Капитан между тем вновь выпрямился, прижав к груди сверток, на этот раз белый. И сразу же начал раскачиваться, баюкая ребенка, продолжавшего плакать устало и безнадежно.
– Силен… – начал было комбат Сизов, но тут же оборвал фразу: Черноок запел. Запел ту самую колыбельную песню, которую слыхал, наверно, каждый из находившихся здесь.
Люли, люли, люленьки,
Налетели гуленьки…
Пел капитан негромко, монотонно, терпеливо. Пел, нанизывая один за другим незамысловатые куплеты, не повышая и не понижая голоса.
Как кот кошке
Перешиб ножки.
Кошка плачет и ревет,
Сыну спать не дает…
Все молчали. Только изредка кто-нибудь сдержанно кашлял в кулак, да время от времени вздыхала на мечи бабка.

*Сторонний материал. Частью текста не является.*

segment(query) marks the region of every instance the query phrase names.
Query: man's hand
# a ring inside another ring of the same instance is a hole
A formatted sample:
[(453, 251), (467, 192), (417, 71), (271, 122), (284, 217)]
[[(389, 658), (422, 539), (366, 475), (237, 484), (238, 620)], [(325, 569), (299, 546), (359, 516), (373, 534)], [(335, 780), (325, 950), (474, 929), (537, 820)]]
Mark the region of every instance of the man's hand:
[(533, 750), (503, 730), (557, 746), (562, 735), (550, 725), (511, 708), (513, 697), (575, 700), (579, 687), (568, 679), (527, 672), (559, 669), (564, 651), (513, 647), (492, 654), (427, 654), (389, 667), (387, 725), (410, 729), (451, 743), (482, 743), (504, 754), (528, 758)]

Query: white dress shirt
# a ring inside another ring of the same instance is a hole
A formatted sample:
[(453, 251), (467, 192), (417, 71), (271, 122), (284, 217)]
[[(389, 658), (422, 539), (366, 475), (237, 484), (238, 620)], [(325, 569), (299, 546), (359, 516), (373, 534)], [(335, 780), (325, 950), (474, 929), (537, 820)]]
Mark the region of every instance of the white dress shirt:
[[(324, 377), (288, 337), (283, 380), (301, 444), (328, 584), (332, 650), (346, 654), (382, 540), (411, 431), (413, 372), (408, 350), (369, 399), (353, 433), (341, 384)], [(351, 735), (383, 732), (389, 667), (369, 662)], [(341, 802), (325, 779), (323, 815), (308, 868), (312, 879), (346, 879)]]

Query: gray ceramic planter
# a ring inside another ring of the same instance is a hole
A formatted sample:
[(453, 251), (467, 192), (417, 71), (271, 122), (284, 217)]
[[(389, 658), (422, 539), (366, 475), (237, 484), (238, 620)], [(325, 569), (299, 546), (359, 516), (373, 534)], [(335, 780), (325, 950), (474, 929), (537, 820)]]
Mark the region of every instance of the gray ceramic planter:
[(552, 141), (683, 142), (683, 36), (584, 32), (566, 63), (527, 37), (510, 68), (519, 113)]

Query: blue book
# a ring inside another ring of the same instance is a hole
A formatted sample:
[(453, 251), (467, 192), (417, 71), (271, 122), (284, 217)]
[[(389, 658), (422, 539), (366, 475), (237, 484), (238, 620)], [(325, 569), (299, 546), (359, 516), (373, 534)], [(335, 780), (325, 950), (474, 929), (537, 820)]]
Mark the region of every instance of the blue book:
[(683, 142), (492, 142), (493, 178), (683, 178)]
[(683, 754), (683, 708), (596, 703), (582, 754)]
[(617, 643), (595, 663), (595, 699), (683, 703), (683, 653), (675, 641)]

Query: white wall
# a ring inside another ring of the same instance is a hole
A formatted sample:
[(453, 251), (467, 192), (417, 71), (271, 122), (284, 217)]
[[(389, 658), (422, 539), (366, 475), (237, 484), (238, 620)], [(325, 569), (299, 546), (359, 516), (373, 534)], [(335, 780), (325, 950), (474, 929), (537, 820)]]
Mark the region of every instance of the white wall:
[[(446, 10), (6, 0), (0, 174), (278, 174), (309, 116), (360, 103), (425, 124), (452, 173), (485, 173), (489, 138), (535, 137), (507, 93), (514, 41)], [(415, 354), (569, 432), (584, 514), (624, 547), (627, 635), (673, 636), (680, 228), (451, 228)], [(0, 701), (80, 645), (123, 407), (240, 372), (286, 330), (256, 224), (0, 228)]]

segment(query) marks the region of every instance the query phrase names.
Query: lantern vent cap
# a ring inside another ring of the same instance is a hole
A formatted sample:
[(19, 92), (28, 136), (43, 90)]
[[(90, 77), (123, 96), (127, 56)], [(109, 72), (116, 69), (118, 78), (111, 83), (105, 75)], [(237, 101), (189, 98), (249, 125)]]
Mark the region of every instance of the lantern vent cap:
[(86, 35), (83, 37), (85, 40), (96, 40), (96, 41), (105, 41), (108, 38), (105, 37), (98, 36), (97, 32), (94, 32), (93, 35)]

Плач начал стихать. Вскоре в нем появилась недолгая пауза. За ней последовал новый взрыв, быстро, однако, прекратившийся. Еще раза два раздалось недовольное пофыркивание, и стало тихо.
Черноок приглушил голос и напевал уже без слов, сильно растягивая конец каждого куплета. Когда ребенок затих, капитан перестал раскачиваться и прислушался. Вместе с ним невольно прислушивались и остальные.
И снова изменилась тишина. Теперь она была заботливой, добродушной и снисходительной.
Бережно уложив ребенка, капитан сел на лавку рядом с Виктором. Он не улыбался, но черты его лица стали мягче, исчезла угрюмость, да и глаза стали веселее.
Покосившись на Виктора, Черноок слегка прищурился, отчего лицо стало немножко озорным.
– Знаешь, брат, тут целая наука, – вполголоса забасил он. – Тут главное однообразие чтобы было, монотонно нужно петь. Безотказно действует. Я, бывало, на спор с женой усыплял…
Виктор только хмыкнул в ответ, а Черноок, отведя глаза, бросил уже другим тоном:
– Курить-то бы тоже лучше выходить. Надымили…
Солдаты потянулись к дверям один за другим, на ходу набрасывая на плечи шинели и стараясь не шуметь.